Advertisement

Committee votes to subpoena Jared Kushner and others in the president’s orbit

The subpoenas are part of ongoing investigations into President Donald Trump's immigration policies and whether he abused his office.

White House Senior Advisor and President Donald Trump's son-in-law Jared Kushner leaves the Hart Senate Office Building after testifying behind closed doors to the Senate Intelligence Committee about Russian meddling in the 2016 presidential election on July 24, 2017. CREDIT: Chip Somodevilla/Getty Images
White House Senior Advisor and President Donald Trump's son-in-law Jared Kushner leaves the Hart Senate Office Building after testifying behind closed doors to the Senate Intelligence Committee about Russian meddling in the 2016 presidential election on July 24, 2017. CREDIT: Chip Somodevilla/Getty Images

The House Judiciary Committee voted Thursday to subpoena documents and testimony from President Donald Trump’s son-in-law, Jared Kushner, and 11 other people in Trump’s orbit as part of its ongoing investigations into allegations that the president obstructed justice.

The committee also subpoenaed documents related to the administration’s immigration policies, as the humanitarian crisis on the nation’s southwest border reaches a new boiling point.

“We have given the administration ample time to respond to these serious reports of egregious conduct. This committee cannot sit idly by,” Committee Chair Jerrold Nadler (D-NY) said at the hearing. “There must be oversight and accountability.”
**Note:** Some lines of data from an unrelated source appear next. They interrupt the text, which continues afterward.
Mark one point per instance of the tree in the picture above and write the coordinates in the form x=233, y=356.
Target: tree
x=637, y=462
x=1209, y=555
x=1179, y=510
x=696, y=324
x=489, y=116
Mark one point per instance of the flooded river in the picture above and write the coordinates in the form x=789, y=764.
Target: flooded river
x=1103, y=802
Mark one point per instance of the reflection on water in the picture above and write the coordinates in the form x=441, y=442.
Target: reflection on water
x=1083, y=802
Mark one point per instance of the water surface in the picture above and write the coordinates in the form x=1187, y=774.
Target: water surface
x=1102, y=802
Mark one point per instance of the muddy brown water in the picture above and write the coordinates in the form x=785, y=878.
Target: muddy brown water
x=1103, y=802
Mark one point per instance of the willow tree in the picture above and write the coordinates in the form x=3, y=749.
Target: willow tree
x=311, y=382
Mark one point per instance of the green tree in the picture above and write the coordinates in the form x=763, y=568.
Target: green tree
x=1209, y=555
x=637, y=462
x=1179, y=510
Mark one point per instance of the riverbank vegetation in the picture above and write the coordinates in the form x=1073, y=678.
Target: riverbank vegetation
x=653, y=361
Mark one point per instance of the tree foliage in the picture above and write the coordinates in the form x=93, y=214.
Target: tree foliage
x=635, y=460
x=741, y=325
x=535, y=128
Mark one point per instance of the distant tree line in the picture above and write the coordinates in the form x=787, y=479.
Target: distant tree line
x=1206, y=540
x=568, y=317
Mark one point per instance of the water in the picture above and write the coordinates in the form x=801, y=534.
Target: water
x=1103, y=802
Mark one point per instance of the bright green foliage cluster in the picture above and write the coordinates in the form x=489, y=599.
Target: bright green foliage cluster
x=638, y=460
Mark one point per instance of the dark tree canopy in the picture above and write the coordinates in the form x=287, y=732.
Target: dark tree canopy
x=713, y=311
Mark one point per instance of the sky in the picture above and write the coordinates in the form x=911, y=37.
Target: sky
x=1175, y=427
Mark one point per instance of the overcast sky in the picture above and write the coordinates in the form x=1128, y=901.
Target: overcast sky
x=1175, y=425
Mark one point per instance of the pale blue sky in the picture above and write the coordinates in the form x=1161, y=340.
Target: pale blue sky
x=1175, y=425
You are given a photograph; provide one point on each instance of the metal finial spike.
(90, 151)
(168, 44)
The subpoenas could spell trouble for Kushner, a senior White House aide who has tended to avoid the spotlight but who also made frequent appearances in former special counsel Robert Mueller’s final report on Russian interference in the 2016 presidential election.

Advertisement

If Kushner testifies, House Democrats are likely to press him on a meeting he and former national security advisor to Trump, Michael Flynn, had with former Russian Ambassador Sergey Kislyak at Trump Tower on Nov. 16, 2016, in which Kushner allegedly asked Kislyak about setting up a secure back-channel between Russian officials and the Trump transition team.

The list of former Trump campaign or administration officials the committee voted to subpoena Thursday includes Flynn, former White House Chief of Staff and Homeland Security Secretary John Kelly, former White House Staff Secretary Rob Porter, former Attorney General Jeff Sessions, former Deputy Attorney General Rod Rosenstein, and former Trump campaign manager Corey Lewandowski.
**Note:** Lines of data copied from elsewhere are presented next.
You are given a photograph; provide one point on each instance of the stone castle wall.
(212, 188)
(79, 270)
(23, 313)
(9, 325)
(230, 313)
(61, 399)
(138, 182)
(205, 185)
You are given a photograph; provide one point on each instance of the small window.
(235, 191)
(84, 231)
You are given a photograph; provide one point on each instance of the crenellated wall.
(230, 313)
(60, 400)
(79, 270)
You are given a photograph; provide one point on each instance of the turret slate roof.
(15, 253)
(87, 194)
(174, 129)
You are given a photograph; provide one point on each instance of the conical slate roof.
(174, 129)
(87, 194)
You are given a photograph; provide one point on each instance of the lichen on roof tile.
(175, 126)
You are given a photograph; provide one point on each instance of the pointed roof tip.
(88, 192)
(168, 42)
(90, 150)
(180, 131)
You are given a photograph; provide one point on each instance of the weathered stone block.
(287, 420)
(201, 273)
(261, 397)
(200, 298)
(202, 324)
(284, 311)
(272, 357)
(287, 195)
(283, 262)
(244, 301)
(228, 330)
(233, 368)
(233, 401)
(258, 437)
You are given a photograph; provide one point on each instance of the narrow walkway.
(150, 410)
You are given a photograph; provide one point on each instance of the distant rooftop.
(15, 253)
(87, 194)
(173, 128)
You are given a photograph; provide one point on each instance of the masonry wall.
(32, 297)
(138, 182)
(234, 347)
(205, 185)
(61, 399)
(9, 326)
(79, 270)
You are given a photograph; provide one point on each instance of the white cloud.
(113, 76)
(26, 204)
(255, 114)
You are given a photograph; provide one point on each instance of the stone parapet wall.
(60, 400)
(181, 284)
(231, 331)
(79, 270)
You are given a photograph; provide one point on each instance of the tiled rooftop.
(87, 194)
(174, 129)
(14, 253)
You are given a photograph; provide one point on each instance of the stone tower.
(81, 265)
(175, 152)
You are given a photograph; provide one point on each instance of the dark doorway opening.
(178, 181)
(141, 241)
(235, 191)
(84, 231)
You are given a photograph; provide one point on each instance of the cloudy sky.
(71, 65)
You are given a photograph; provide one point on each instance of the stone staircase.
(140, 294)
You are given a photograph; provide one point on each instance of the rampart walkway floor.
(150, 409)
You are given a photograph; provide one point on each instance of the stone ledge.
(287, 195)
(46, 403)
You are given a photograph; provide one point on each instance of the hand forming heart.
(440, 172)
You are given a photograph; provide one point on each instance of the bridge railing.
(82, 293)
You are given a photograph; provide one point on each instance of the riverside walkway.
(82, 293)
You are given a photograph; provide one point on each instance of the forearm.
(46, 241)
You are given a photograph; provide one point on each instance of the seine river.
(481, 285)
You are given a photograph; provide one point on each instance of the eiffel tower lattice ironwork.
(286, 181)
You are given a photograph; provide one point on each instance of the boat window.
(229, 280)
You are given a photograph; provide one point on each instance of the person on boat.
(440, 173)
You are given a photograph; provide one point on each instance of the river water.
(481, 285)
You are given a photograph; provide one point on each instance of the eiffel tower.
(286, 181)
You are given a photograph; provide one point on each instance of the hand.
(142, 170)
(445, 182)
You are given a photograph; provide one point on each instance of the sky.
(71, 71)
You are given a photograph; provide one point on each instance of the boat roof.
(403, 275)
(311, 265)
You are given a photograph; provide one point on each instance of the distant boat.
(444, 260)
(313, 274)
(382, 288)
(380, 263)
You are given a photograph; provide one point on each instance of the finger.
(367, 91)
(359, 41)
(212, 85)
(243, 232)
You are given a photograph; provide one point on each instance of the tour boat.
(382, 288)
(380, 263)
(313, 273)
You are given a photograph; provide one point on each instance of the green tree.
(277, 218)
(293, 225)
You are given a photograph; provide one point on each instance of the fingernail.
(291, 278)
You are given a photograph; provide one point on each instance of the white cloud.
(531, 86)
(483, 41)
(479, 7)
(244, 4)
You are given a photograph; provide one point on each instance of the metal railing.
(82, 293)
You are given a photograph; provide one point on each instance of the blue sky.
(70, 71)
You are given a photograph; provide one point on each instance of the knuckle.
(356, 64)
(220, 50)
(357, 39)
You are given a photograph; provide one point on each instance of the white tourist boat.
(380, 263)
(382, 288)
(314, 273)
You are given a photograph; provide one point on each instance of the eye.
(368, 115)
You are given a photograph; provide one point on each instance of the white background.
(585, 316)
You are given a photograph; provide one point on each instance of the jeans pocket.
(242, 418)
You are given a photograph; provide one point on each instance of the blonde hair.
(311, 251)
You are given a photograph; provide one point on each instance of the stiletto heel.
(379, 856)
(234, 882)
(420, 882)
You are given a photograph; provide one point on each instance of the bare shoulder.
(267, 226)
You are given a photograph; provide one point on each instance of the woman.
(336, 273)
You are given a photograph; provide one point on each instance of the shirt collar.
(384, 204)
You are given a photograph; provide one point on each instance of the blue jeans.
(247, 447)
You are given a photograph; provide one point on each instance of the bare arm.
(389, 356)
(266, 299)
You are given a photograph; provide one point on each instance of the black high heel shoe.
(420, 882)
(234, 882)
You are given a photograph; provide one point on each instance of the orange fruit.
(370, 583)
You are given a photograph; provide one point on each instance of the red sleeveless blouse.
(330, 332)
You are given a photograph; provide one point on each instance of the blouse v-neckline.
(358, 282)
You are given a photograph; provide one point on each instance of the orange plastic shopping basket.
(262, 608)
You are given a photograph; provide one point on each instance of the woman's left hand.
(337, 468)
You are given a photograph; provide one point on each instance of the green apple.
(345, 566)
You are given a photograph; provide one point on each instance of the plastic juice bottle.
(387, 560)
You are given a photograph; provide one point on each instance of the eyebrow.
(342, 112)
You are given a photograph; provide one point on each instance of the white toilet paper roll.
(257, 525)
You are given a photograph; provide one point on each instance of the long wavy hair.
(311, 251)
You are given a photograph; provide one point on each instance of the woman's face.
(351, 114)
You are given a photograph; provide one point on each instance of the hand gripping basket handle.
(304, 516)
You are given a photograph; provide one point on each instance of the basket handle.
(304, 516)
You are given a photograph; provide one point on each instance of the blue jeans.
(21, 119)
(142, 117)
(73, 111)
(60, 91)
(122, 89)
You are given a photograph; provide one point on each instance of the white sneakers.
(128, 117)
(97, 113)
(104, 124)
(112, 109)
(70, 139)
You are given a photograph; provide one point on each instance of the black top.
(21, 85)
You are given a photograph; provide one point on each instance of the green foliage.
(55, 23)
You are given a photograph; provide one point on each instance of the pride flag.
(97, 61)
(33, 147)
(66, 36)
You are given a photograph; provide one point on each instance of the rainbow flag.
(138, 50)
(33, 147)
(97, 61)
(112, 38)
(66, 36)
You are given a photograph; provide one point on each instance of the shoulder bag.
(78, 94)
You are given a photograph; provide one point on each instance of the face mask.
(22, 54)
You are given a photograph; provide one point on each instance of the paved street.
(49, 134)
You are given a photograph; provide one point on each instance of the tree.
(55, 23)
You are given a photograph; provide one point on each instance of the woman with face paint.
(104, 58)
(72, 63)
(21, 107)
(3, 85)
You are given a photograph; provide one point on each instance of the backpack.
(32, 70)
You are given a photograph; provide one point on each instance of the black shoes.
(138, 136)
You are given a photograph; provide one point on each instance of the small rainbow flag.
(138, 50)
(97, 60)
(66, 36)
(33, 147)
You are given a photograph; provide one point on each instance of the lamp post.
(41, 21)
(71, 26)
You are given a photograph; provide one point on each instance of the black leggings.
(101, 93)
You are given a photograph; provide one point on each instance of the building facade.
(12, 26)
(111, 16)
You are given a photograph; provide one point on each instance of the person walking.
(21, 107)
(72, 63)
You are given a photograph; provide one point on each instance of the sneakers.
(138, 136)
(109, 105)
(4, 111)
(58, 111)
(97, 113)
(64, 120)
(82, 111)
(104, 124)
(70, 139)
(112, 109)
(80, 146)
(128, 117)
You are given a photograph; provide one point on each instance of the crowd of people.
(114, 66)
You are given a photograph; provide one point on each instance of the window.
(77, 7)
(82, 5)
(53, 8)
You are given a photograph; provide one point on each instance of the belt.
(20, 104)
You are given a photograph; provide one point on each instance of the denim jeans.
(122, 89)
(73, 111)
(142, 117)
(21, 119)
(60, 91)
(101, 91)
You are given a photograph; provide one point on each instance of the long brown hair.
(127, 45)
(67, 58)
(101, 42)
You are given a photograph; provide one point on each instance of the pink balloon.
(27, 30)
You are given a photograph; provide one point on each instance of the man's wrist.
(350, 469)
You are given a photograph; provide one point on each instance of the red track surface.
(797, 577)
Those former officials are likely to have information on the Trump administration’s contacts with Russian nationals during the 2016 presidential campaign and Trump’s alleged efforts to dampen or halt the Mueller probe.

The committee also voted to subpoena the editor of the National Enquirer, Dylan Howard, along with its publisher, David Pecker, as part of an investigation into whether they bought the exclusive rights to — and then buried — the stories of two women who say they had affairs with Trump as part of an alleged hush-money scheme.
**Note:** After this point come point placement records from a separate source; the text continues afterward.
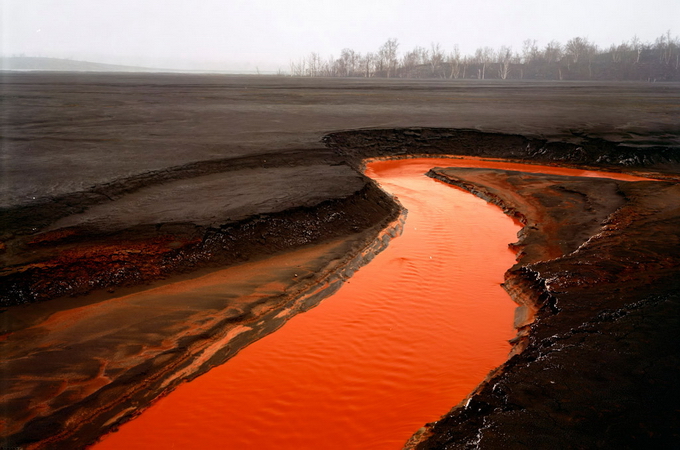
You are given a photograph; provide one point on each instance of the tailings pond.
(405, 339)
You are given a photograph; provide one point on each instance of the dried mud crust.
(163, 227)
(357, 145)
(596, 365)
(66, 245)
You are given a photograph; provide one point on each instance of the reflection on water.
(406, 338)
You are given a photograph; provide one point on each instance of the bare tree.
(483, 56)
(454, 61)
(636, 45)
(552, 52)
(388, 56)
(416, 57)
(579, 48)
(504, 58)
(530, 51)
(436, 58)
(368, 64)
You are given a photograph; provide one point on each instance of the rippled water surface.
(405, 339)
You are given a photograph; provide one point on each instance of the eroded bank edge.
(135, 391)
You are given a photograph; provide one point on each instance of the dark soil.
(597, 365)
(112, 181)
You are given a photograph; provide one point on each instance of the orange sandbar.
(407, 337)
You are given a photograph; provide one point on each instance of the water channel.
(405, 339)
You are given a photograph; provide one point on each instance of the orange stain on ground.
(405, 339)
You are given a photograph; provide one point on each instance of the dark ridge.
(356, 145)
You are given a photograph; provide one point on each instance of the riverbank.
(79, 145)
(596, 358)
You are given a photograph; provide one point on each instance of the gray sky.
(268, 34)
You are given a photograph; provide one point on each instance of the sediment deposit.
(82, 151)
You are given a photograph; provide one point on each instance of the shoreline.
(575, 327)
(531, 280)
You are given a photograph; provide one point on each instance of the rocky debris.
(597, 367)
(173, 227)
(355, 145)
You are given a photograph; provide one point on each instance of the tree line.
(578, 59)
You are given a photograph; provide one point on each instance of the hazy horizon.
(265, 35)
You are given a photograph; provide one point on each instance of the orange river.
(405, 339)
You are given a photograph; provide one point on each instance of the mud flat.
(597, 352)
(112, 182)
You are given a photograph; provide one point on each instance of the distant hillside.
(22, 63)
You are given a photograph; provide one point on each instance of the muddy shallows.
(409, 335)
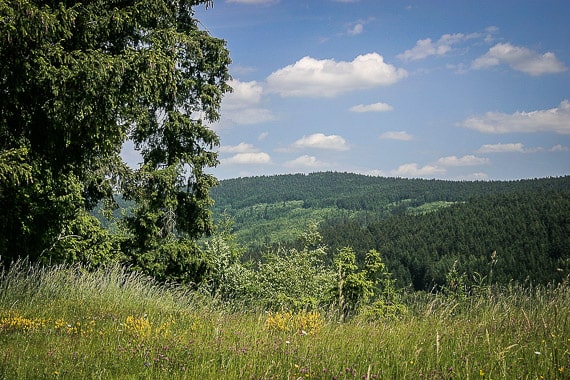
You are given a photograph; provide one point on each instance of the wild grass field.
(70, 323)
“Today is the chairman’s chance to show he has what it takes and will not wilt when the spotlight is brightest. That’s all today’s episode is about,” the committee’s ranking member, Rep. Doug Collins (R-GA), said Thursday.

“It sure isn’t about oversight,” Collins continued. “It’s simply about politics.”

Trump took to Twitter during the hearing to rage at House Democrats.

“Now the Democrats have asked to see 12 more people who have already spent hours with Robert Mueller, and spent a fortune on lawyers in so doing,” the president tweeted. “How many bites at the apple do they get before working on Border Loopholes and Asylum.”

Also on Thursday, the committee issued three subpoenas related to the administration’s immigration policies:

  • the “zero tolerance” policy, which resulted in thousands of children being separated from their families when they crossed the U.S.-Mexico border at areas in-between the official border-crossing post last year,
  • family and child detention policies along the U.S.-Mexico border, and
  • a reported promise that Trump would pardon acting Homeland Security Secretary Kevin McAleenan if he faced any legal consequences for closing the U.S.-Mexico border ahead of the arrival of a caravan of Central American migrants — a threat the administration never followed through on.

The immigration-related subpoenas come as the humanitarian crisis on the nation’s southwest border reaches a new boiling point.

Advertisement

Last month, the Associated Press revealed squalid conditions at a shelter for migrant children near El Paso, Texas; a report by the Department of Homeland Security’s inspector general found that Customs and Border Protection (CBP) is holding immigrants in cells that are nearly double their capacity; and ProPublica revealed a secret Facebook group for Border Patrol agents that included sexist memes about members of Congress and jokes about migrant children dying in CBP custody.

Nadler said Thursday that he and other committee members requested information about holding facilities along the southwest border in May, but that the Department of Homeland Security has not responded to that request.

“Having been to El Paso twice this year, I was already aware that conditions were deplorable and unacceptable, and with the release of two DHS Office of Inspector General reports, my concerns have grown exponentially,” Nadler said. “To date, DHS has not provided a single briefing or any response to the letter.”